If you consider a trip the typical Canadian family might have taken over the holiday season, you glimpse all the ways Canadian governments make travel more expensive.
After getting your kids out of bed early one morning, the taxi that your family takes to the airport is pricey. That’s because cities across Canada limit the number of cabs. Over two decades, many cities barely increased the number of taxi licences.
As a result, that’s great for taxi companies, but it’s not good for travellers, who must pay inflated cab fares. Nor, for that matter, is it positive for immigrant workers, who see only a small chunk of the fare, in part because their employment and entrepreneurial options are held hostage to the quasi-monopolistic companies that exist courtesy of city governments.
The Canadian approach is in contrast to the trend noted in a 2007 OECD report, whereby increasing numbers of OECD countries have removed or loosened supply restrictions on taxis. The OECD noted such reforms have been strongly positive, with observed benefits including “reduced waiting times, increased consumer satisfaction and, in many cases, falling prices.”
That is only one example of how consumers face higher travel costs due to government policy.
The family’s plane tickets were costly, courtesy of how the federal government favours so-called domestic airlines, a policy that restricts competition and boosts the cost of air travel.

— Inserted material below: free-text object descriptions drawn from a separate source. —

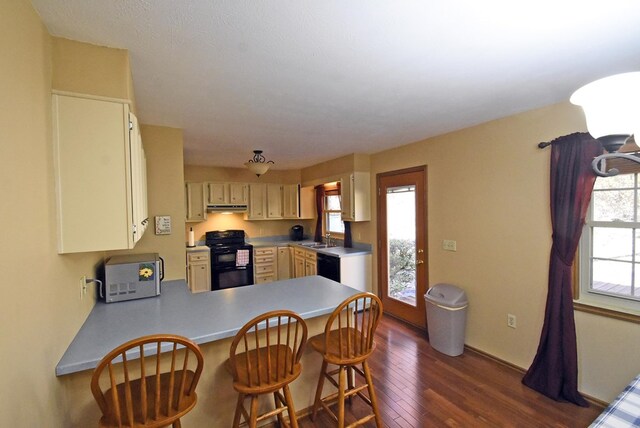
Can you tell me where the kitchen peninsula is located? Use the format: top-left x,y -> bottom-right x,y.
56,276 -> 359,426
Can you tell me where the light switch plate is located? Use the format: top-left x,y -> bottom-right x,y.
443,239 -> 457,251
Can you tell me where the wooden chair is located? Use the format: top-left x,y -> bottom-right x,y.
228,310 -> 308,428
90,334 -> 204,428
310,292 -> 383,428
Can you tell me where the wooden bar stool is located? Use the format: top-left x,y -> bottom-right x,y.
310,292 -> 383,428
90,334 -> 204,428
228,310 -> 308,428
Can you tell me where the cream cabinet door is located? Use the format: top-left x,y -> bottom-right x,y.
208,183 -> 227,204
187,252 -> 211,293
266,184 -> 283,219
248,184 -> 266,219
340,172 -> 371,222
304,250 -> 317,276
277,247 -> 292,280
282,184 -> 300,218
52,93 -> 148,253
185,182 -> 206,222
229,183 -> 248,204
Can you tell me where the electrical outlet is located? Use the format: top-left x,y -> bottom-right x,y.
443,239 -> 457,251
79,275 -> 87,299
507,314 -> 517,329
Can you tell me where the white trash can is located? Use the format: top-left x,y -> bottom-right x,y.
425,283 -> 468,356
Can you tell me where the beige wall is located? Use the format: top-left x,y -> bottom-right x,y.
184,166 -> 314,241
0,1 -> 104,425
301,153 -> 370,186
365,101 -> 640,402
109,126 -> 186,280
52,37 -> 132,101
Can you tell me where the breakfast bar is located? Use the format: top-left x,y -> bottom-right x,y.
56,276 -> 360,426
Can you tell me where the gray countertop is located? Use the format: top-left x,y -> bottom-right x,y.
55,276 -> 360,376
249,239 -> 371,257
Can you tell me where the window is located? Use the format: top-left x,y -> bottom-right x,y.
578,173 -> 640,315
324,194 -> 344,236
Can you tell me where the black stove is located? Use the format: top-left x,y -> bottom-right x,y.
205,230 -> 253,290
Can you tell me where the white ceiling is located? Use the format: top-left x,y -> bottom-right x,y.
31,0 -> 640,169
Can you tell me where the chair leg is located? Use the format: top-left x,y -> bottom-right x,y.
362,361 -> 382,428
172,419 -> 182,428
274,391 -> 285,427
249,395 -> 259,428
283,384 -> 299,428
346,365 -> 354,405
232,393 -> 245,428
311,359 -> 328,420
337,365 -> 346,428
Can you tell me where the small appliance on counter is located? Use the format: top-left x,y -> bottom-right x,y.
290,225 -> 304,241
103,253 -> 164,303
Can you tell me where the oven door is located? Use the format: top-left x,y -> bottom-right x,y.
212,266 -> 254,290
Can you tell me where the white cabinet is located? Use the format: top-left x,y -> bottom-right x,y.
185,182 -> 206,222
339,254 -> 372,292
341,172 -> 371,222
207,182 -> 248,205
52,93 -> 148,253
187,250 -> 210,293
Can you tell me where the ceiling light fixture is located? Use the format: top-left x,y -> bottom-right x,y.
570,72 -> 640,177
244,150 -> 274,177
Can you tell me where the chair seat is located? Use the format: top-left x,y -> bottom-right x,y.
229,344 -> 302,394
309,328 -> 376,365
99,370 -> 198,428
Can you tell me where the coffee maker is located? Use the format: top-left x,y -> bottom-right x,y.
290,225 -> 304,241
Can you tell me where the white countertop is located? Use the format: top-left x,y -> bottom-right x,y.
55,276 -> 360,376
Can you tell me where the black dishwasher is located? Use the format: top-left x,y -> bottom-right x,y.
317,253 -> 340,282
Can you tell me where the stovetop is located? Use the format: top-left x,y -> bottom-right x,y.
205,230 -> 248,248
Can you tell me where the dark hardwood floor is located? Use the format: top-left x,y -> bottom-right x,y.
299,315 -> 603,427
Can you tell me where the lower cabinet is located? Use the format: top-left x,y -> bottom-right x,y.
294,248 -> 317,278
277,247 -> 293,280
187,250 -> 210,293
254,247 -> 278,284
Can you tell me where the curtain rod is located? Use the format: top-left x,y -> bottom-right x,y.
538,141 -> 552,149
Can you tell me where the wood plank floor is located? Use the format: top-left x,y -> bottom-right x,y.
298,315 -> 603,428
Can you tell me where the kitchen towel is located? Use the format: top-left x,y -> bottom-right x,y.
236,249 -> 249,267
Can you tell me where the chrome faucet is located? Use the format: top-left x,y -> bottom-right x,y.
325,233 -> 332,247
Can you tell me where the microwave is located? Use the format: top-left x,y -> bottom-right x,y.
104,253 -> 164,303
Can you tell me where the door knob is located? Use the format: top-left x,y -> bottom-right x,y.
417,249 -> 424,253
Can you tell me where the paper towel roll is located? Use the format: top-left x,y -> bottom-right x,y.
188,229 -> 195,247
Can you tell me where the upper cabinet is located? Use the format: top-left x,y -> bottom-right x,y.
52,93 -> 148,253
207,182 -> 249,206
247,183 -> 267,219
247,183 -> 282,220
185,182 -> 206,222
282,184 -> 299,218
341,172 -> 371,222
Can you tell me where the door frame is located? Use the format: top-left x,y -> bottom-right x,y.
376,165 -> 428,329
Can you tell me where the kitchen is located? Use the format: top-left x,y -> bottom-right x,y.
3,1 -> 640,427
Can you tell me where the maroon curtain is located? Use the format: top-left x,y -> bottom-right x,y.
522,132 -> 602,406
314,185 -> 325,242
344,221 -> 352,248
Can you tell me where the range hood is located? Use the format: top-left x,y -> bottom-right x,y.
206,204 -> 248,213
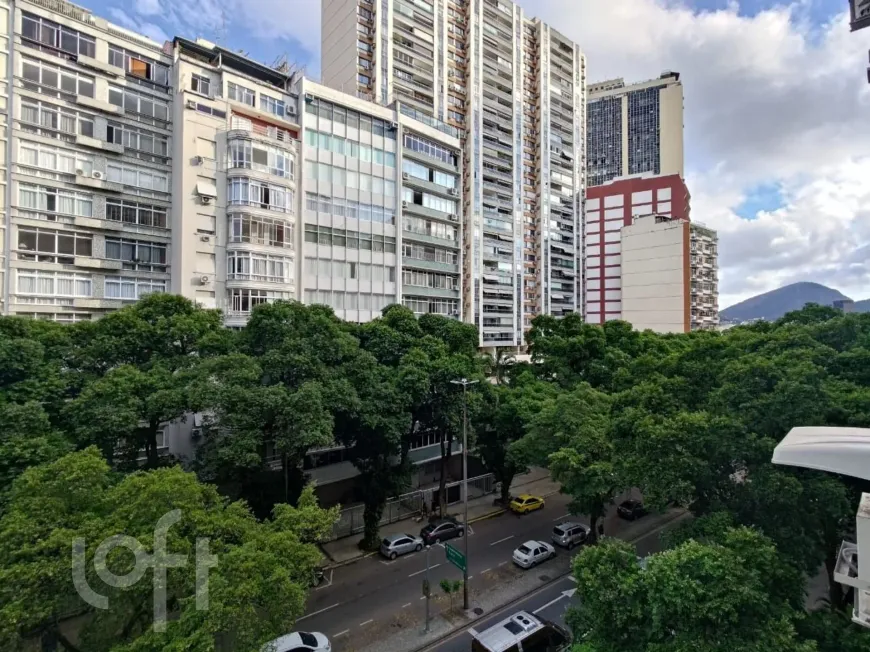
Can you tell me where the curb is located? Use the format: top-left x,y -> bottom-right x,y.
409,508 -> 689,652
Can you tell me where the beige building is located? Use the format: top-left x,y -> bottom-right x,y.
621,214 -> 718,333
586,72 -> 683,188
321,0 -> 587,348
4,0 -> 173,322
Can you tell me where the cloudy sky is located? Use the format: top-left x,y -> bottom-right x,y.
91,0 -> 870,308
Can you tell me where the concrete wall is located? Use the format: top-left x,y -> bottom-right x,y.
659,83 -> 684,178
321,0 -> 361,95
621,216 -> 688,333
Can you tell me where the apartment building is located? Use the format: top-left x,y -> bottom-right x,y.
321,0 -> 587,348
586,72 -> 683,188
621,214 -> 719,333
4,0 -> 173,322
584,173 -> 690,325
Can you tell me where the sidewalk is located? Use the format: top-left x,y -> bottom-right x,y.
321,468 -> 562,566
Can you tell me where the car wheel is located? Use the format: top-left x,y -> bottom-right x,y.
390,551 -> 398,560
458,528 -> 465,537
530,560 -> 537,568
433,536 -> 440,544
550,550 -> 556,559
415,543 -> 422,552
567,541 -> 574,550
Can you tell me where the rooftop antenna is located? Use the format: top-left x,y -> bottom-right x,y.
213,9 -> 228,45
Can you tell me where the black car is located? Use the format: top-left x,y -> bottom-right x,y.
617,499 -> 647,521
420,517 -> 464,544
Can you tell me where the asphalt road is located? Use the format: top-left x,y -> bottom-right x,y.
298,492 -> 681,648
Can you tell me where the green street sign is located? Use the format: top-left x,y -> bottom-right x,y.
445,542 -> 466,573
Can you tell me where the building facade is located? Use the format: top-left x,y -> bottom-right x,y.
321,0 -> 587,348
584,173 -> 690,325
586,72 -> 683,188
4,0 -> 173,322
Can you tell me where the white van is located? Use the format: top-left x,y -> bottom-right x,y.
470,611 -> 569,652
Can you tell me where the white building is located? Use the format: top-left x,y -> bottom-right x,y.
321,0 -> 587,348
4,0 -> 173,321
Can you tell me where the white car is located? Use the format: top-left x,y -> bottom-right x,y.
512,540 -> 556,569
261,631 -> 331,652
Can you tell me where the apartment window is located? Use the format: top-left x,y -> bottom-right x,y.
358,39 -> 372,53
230,214 -> 291,247
105,277 -> 166,300
106,123 -> 169,157
17,270 -> 92,297
228,178 -> 293,213
105,238 -> 167,271
191,74 -> 211,96
402,243 -> 457,264
229,140 -> 294,179
108,86 -> 170,122
227,252 -> 290,283
21,57 -> 94,97
21,12 -> 96,58
106,199 -> 168,228
403,133 -> 457,166
260,94 -> 286,118
227,82 -> 255,106
20,99 -> 94,140
359,57 -> 371,70
108,45 -> 169,86
303,225 -> 396,252
19,184 -> 93,218
403,216 -> 456,241
18,141 -> 93,176
106,163 -> 169,193
229,289 -> 288,314
17,227 -> 92,263
402,187 -> 457,214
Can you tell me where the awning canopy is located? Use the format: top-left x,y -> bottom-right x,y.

In Canada, foreign airlines cannot pick up and drop off passengers solely within Canada. (Only domestic airlines can do that.)
For example, some French carrier can pick up passengers in Vancouver and Toronto and fly them on to Paris. What that carrier cannot do is pick up a passenger in Vancouver and drop her off in Toronto, to fill an empty seat on that leg of the trip. If the French airline could, that would add extra competition on that route and also lower prices.
The European Union first opened up its air travel market to competition in 1992, with full liberalization as of 1997. Ever since, carriers can pick up and drop off passengers anywhere, regardless of home country.
The result is that “prices have fallen dramatically, in particular on the most popular routes,” notes the European Commission on Mobility and Transport, the agency that oversees transportation in the European Union.
Lower prices are only part of the benefit. In Europe, even less popular routes, the ones between smaller cities, benefit from the EU’s open skies policy. Between 1992 and 2009, the number of cities served with more than two competitors increased by 310 per cent.
“European policy has profoundly transformed the air transport industry,” brags the European Commission. “Consumers, airlines, airports and employees have all benefited, as this policy has led to more activity, new routes and airports, greater choice, low prices and an increased overall quality of service.”
Beyond the taxi and airline markets, consider one last restrictive government policy in Canada that will affect your vacation: restrictions on the value of goods that you can bring back into Canada before you must pay taxes and duties.
Back in June, the federal government upped, finally, the value of goods Canadians can bring back into Canada. The upper limit is now $800 worth of goods after seven days outside the country. However, that exemption still doesn’t apply to beer, wine and spirits.
Returning travellers can only bring back two bottles of wine, or 24 cans of beer, or one bottle of the hard stuff.
That restriction, no doubt, is to protect government liquor stores in many provinces and provincial government revenues in general. But along with municipal restrictions on the number of taxis, and federal anti-competition policy on airlines, it is just another way Canadian governments make our holidays more expensive.
Mark Milke is a senior fellow with the Fraser Institute.